In short, this Italian pastry chef is one who, although he learned to master the technique of artistic sugar processing from the French, nevertheless surpassed the masters, or at least equaled them, both as an artist and as a coach. It took hours and hours of laboratory training, gritted teeth and iron tenacity to do so. In 2015 Davide Malizia founded Aromacademy, the pastry academy in Rome where he teaches this ancient technique to the new generation of pastry.

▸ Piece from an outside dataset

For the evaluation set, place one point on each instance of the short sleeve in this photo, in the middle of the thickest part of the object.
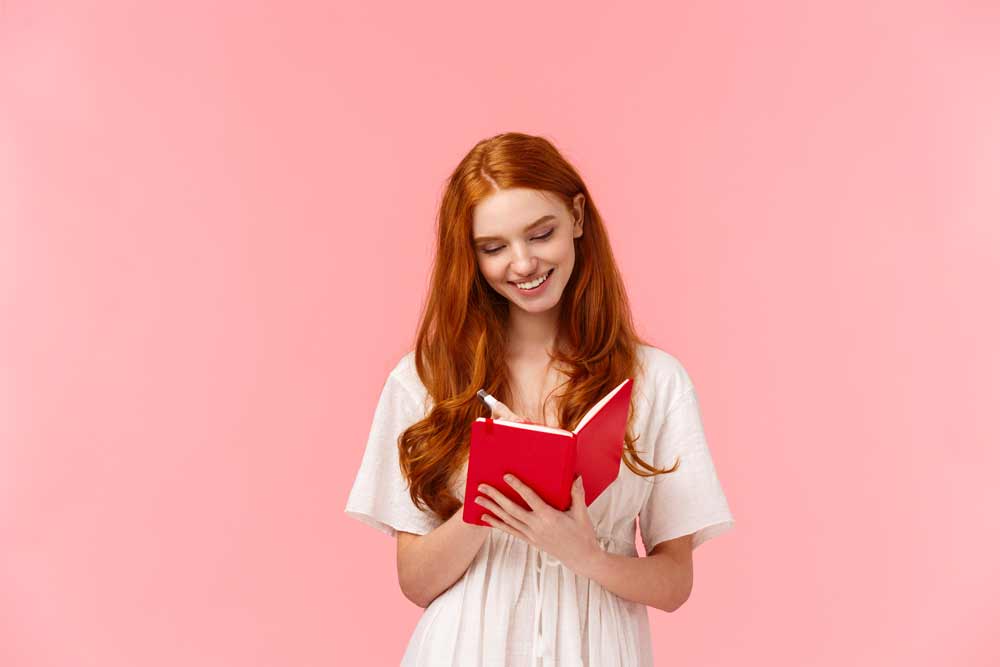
(380, 497)
(690, 499)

Technique and style: the secrets of Malizia

But be careful, because to become the best tireur you certainly need a great technique, but also style. “It's that extra something that distinguishes a good performer from a true artist and that makes his works truly recognizable,” he admits. Malizia probably had that extra something in her DNA, since, despite being born in Rome, she comes from a family of potters from Caltagirone, a plastic art, which also has some analogy with the processing of artistic sugar. In addition, Davide Malizia reveals a gem: "Do you know the stained glass windows or glasses that break in films, especially action ones? Well, they are almost always made of sugar, worked so that it looks like glass . And the connection with Murano returns strongly.

A rising trend

Windows that break apart, «today, explains the master Malizia, «artistic sugar is gaining ground also in Italy for the decoration of cakes in an important way. For years considered "useless" because the sugar sculptures are not eaten, artistic sugar is finally undermining the most massive sugar paste decorations in the ceremonial market. On the other hand, even cake design decorations are not really edible, unless you want to risk a glycemic spike. They also have a more pasty consistency, while on the contrary the artistic sugar, which is pulled like glass paste, can even be blown, becoming very light. It is therefore time for the gracefulness of plastic sugar, its bold colors and its potential in the creation of real sculptures.